Moon White: Color Me Enchanted with Bonus Content (4 page)

BOOK: Moon White: Color Me Enchanted with Bonus Content
2.85Mb size Format: txt, pdf, ePub
ads

“What is it?”

“Read it.”

I look down at the card in my hand. It’s pretty with its ornate borders and a crescent moon with some small purple flowers below it. There are also some symbols that mean nothing to me, but then I see the word at the bottom. “Heather?” I read.

“Yes.” The woman nods. “But turn the card over, dear. Read the back. It’s an oracle card, sort of a divining tool. I drew it just for you. It should have some words of wisdom that are meant for your life.”

I turn the card over and read aloud. “Beauty and immortality belong to you. You will be protected and good luck will be your companion. But beware of isolation along the way. The lovely heather sometimes grows in lonely places, creating barriers between themselves and those who have brought them pain.”

“There you go,” says the woman in a satisfied tone.

“That’s amazing,” I say, looking up at her. “Do you know me or something?”

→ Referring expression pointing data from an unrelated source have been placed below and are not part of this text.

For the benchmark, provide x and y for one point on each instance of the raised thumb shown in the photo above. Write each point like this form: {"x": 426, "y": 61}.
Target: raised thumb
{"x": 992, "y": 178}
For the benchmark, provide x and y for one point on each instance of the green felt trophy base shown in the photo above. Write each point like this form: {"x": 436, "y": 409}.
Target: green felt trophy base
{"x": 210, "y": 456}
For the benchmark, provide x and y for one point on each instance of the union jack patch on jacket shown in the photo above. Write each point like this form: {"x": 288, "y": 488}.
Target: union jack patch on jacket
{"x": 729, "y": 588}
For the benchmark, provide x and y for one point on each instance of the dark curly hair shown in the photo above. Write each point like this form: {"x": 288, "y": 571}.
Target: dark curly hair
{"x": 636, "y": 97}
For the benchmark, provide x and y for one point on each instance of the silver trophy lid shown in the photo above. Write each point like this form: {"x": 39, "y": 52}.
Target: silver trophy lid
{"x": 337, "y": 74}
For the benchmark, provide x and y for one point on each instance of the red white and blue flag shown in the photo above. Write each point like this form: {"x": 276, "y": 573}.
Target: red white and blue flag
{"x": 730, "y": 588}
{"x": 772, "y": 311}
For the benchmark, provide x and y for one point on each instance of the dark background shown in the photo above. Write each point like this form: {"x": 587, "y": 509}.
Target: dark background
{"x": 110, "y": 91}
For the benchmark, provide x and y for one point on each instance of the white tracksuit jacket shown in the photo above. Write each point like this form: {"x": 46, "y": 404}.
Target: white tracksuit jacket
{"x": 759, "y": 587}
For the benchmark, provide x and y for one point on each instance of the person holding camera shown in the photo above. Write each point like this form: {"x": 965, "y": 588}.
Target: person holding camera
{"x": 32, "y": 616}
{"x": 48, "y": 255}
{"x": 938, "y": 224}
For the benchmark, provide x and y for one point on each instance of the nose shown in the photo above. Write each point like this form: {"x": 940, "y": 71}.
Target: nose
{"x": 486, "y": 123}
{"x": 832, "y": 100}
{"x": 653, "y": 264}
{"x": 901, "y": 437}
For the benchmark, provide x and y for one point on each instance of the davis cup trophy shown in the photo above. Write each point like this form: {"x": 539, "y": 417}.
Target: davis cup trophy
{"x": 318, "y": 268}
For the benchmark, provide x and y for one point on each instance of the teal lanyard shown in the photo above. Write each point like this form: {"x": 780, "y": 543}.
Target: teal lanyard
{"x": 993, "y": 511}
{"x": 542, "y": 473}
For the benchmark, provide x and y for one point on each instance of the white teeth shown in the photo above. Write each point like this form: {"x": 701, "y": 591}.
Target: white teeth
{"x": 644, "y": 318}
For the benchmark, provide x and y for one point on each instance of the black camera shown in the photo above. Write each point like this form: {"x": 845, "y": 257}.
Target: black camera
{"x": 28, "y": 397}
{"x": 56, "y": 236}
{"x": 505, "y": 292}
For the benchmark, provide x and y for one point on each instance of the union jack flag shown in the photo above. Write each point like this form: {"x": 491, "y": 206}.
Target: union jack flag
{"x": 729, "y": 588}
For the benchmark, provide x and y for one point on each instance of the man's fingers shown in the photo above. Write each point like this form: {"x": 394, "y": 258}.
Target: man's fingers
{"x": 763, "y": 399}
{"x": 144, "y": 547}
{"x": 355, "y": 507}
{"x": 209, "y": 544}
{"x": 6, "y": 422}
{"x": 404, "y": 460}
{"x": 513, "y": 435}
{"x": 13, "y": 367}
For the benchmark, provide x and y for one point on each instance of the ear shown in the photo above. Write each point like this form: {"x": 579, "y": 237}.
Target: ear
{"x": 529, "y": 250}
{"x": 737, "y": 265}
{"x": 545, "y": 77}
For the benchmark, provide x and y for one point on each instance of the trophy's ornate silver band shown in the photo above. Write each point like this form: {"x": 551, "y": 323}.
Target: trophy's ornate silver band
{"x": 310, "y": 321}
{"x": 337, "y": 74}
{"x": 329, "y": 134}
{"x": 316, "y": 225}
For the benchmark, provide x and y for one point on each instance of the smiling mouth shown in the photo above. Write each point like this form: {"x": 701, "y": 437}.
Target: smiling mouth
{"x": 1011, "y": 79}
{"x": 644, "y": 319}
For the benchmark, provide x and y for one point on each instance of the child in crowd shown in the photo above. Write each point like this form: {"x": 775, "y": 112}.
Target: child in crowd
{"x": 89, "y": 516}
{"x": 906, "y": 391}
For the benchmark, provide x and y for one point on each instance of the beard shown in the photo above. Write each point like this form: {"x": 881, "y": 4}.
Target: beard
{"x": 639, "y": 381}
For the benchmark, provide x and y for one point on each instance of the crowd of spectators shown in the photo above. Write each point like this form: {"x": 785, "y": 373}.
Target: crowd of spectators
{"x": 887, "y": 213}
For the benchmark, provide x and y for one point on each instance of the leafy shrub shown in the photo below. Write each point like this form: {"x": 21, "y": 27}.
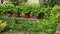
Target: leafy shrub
{"x": 12, "y": 25}
{"x": 2, "y": 25}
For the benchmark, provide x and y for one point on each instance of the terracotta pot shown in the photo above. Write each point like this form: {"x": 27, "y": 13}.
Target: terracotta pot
{"x": 40, "y": 16}
{"x": 27, "y": 15}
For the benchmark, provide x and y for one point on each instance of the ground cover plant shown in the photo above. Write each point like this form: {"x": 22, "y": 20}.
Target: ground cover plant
{"x": 48, "y": 25}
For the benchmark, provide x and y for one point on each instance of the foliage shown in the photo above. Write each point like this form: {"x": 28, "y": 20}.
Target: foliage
{"x": 15, "y": 2}
{"x": 52, "y": 2}
{"x": 12, "y": 24}
{"x": 3, "y": 25}
{"x": 9, "y": 8}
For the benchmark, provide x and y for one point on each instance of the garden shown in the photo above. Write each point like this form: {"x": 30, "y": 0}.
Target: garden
{"x": 47, "y": 19}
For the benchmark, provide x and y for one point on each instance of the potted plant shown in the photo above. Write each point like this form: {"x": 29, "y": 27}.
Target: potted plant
{"x": 26, "y": 11}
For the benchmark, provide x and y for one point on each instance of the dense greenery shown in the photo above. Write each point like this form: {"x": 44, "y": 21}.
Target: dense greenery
{"x": 48, "y": 25}
{"x": 3, "y": 25}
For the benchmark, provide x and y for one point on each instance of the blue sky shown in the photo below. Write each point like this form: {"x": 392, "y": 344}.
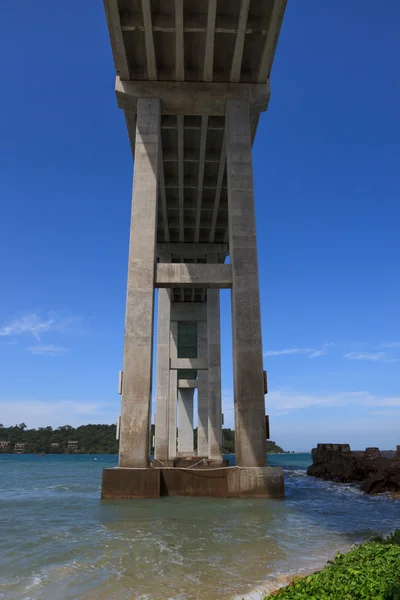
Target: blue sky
{"x": 327, "y": 182}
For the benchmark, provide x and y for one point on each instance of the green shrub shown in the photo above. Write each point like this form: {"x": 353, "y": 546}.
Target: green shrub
{"x": 369, "y": 572}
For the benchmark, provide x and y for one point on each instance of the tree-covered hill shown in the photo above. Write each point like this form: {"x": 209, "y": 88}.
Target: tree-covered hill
{"x": 92, "y": 439}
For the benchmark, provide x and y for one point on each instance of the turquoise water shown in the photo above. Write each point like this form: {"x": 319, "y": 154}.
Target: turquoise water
{"x": 60, "y": 541}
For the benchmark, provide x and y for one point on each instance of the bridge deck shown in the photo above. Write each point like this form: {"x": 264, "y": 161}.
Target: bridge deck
{"x": 219, "y": 44}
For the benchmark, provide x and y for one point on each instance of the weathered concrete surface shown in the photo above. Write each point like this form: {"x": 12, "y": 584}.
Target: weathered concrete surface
{"x": 231, "y": 482}
{"x": 374, "y": 472}
{"x": 138, "y": 347}
{"x": 198, "y": 364}
{"x": 162, "y": 385}
{"x": 173, "y": 394}
{"x": 185, "y": 422}
{"x": 202, "y": 394}
{"x": 188, "y": 311}
{"x": 192, "y": 98}
{"x": 250, "y": 432}
{"x": 224, "y": 482}
{"x": 195, "y": 250}
{"x": 188, "y": 383}
{"x": 183, "y": 275}
{"x": 122, "y": 484}
{"x": 214, "y": 376}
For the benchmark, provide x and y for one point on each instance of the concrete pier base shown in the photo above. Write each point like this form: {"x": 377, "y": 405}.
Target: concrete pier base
{"x": 225, "y": 482}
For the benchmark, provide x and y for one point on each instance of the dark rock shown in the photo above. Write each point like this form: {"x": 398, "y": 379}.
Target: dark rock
{"x": 336, "y": 462}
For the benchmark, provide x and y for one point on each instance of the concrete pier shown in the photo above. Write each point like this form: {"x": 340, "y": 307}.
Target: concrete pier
{"x": 192, "y": 80}
{"x": 185, "y": 422}
{"x": 138, "y": 348}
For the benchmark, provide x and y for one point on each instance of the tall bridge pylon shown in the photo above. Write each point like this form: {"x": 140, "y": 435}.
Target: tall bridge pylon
{"x": 192, "y": 79}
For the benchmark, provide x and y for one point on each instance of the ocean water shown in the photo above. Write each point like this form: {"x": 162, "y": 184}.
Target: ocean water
{"x": 59, "y": 541}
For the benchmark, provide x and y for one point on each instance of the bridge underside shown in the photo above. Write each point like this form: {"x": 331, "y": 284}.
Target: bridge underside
{"x": 192, "y": 79}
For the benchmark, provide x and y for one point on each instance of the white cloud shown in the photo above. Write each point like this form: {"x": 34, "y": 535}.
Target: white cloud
{"x": 49, "y": 350}
{"x": 38, "y": 413}
{"x": 364, "y": 419}
{"x": 35, "y": 325}
{"x": 311, "y": 352}
{"x": 390, "y": 345}
{"x": 316, "y": 353}
{"x": 284, "y": 400}
{"x": 375, "y": 356}
{"x": 289, "y": 351}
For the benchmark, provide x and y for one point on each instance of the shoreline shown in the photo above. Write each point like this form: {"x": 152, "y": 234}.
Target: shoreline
{"x": 277, "y": 581}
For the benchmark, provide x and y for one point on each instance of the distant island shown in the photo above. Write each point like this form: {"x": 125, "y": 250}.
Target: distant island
{"x": 86, "y": 439}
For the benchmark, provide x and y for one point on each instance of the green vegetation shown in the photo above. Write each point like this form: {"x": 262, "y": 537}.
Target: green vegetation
{"x": 369, "y": 572}
{"x": 92, "y": 439}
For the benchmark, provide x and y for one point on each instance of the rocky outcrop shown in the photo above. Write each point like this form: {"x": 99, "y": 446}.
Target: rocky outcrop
{"x": 375, "y": 473}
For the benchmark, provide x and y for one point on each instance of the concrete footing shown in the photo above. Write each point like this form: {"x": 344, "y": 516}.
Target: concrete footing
{"x": 224, "y": 482}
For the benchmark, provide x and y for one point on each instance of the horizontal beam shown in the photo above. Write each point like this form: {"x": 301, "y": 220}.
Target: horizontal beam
{"x": 192, "y": 250}
{"x": 198, "y": 364}
{"x": 193, "y": 275}
{"x": 188, "y": 311}
{"x": 188, "y": 383}
{"x": 192, "y": 98}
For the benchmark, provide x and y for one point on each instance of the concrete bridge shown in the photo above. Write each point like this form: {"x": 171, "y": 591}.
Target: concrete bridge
{"x": 192, "y": 80}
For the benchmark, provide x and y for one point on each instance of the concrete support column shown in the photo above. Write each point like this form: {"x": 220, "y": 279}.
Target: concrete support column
{"x": 250, "y": 433}
{"x": 214, "y": 376}
{"x": 173, "y": 392}
{"x": 202, "y": 394}
{"x": 185, "y": 421}
{"x": 162, "y": 387}
{"x": 138, "y": 347}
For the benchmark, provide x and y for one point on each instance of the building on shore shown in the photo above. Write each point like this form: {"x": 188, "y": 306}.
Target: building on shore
{"x": 20, "y": 447}
{"x": 73, "y": 446}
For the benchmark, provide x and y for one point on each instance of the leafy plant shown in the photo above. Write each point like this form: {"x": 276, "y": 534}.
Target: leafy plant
{"x": 368, "y": 572}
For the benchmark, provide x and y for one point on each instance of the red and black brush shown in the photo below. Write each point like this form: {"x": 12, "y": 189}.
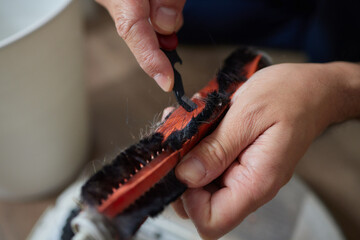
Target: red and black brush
{"x": 140, "y": 181}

She just laughs. “Well, we haven’t been officially introduced,
but you do seem familiar.”

“I mean do you know my name?”

She shakes her head and looks slightly confused as she reshuffles the deck of cards.

“My name is Heather,” I tell her.

Her eyes widen. “Oh. Well, I guess I did pick the right card then.”

I hand the card back to her.

“No, dear, I think you should keep it. It really was meant for you.”

I nod. “Thanks.”

“And my name is Willow.”

“Really?” I say. “That’s your real name?”

She smiles. “It’s very real. But do you mean is that what my parents named me? No. It’s the name I chose for myself. They named me Cindy.” She laughs. “And for some reason Cindy just didn’t seem very spiritual.”

“My parents actually named me Heather,” I say, instantly realizing how dumb that must sound.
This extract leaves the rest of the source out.